Advanced Deep Learning Architectures for Accurate Detection of Subsurface Tile Drainage Pipes from Remote Sensing Images
Tom-Lukas Breitkopf (1), Leonard W. Hackel (1), Mahdyar Ravanbakhsh, (1), Anne-Karin Cooke (2), Sandra Willkommen (2), Stefan Broda (2), Beg\"um, Demir (1) ((1) Technische Universit\"at Berlin, (2) Bundesanstalt f\"ur, Geowissenschaften und Rohstoffe Berlin)

TL;DR
This paper introduces two deep learning models, an improved U-Net and a Visual Transformer-based encoder-decoder, for accurately detecting subsurface tile drainage pipes from remote sensing images, outperforming basic U-Net models.
Contribution
It presents novel deep learning architectures specifically designed for subsurface pipe detection, enhancing accuracy over traditional methods.
Findings
Both models significantly improve detection accuracy.
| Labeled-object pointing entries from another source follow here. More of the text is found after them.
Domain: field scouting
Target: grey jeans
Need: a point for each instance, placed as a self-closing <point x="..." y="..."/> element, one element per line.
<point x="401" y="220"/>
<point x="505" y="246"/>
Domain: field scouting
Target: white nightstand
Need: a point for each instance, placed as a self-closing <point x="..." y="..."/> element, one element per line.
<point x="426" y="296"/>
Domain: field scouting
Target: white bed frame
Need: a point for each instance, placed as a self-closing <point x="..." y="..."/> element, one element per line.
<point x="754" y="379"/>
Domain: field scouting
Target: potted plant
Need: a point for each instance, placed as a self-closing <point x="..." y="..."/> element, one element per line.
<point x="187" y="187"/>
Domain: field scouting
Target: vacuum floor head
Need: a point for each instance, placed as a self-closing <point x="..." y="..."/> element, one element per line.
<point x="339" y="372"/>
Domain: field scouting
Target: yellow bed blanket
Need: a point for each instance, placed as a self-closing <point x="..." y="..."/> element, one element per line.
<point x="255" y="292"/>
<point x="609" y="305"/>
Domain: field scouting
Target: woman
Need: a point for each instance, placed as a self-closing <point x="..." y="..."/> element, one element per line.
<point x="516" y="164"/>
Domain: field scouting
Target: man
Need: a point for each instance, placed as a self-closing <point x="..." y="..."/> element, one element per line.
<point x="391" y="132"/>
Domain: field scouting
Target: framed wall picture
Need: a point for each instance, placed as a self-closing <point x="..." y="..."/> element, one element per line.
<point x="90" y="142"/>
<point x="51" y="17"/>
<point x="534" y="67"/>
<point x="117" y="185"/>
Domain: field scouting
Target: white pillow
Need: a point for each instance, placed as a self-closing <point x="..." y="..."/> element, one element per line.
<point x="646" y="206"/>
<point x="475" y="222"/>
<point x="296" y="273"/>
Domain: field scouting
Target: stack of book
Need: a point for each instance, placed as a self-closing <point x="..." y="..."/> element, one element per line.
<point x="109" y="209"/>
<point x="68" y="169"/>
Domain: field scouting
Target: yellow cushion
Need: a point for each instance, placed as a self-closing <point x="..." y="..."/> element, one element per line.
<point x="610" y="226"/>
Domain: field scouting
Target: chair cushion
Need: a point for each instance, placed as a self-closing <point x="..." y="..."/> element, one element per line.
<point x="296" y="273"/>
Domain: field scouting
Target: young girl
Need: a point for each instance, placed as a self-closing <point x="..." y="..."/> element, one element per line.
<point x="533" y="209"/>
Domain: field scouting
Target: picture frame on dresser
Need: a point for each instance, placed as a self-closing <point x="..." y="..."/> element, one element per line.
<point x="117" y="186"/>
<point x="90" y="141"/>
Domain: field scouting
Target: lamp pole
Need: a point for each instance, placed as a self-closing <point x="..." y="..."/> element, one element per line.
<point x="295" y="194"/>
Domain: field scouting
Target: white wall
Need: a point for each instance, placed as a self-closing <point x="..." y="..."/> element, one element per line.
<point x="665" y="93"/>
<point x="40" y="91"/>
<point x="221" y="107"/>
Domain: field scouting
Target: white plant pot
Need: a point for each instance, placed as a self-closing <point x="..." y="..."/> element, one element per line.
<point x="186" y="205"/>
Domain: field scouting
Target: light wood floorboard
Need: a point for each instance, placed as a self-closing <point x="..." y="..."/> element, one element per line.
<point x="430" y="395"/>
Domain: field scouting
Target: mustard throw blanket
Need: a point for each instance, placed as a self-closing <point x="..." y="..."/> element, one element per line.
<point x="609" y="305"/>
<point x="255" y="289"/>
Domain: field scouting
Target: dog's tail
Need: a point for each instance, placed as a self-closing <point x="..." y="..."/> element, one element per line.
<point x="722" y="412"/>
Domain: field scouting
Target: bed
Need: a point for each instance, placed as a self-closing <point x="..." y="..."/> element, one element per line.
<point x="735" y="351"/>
The models outperform basic U-Net architecture.
Code and models are publicly available.
Abstract
Subsurface tile drainage pipes provide agronomic, economic and environmental benefits. By lowering the water table of wet soils, they improve the aeration of plant roots and ultimately increase the productivity of farmland. They do however also provide an entryway of agrochemicals into subsurface water bodies and increase nutrition loss in soils. For maintenance and infrastructural development, accurate maps of tile drainage pipe locations and drained agricultural land are needed. However, these maps are often outdated or not present. Different remote sensing (RS) image processing techniques have been applied over the years with varying degrees of success to overcome these restrictions. Recent developments in deep learning (DL) techniques improve upon the conventional techniques with machine learning segmentation models. In this study, we introduce two DL-based models: i) improved U-Net…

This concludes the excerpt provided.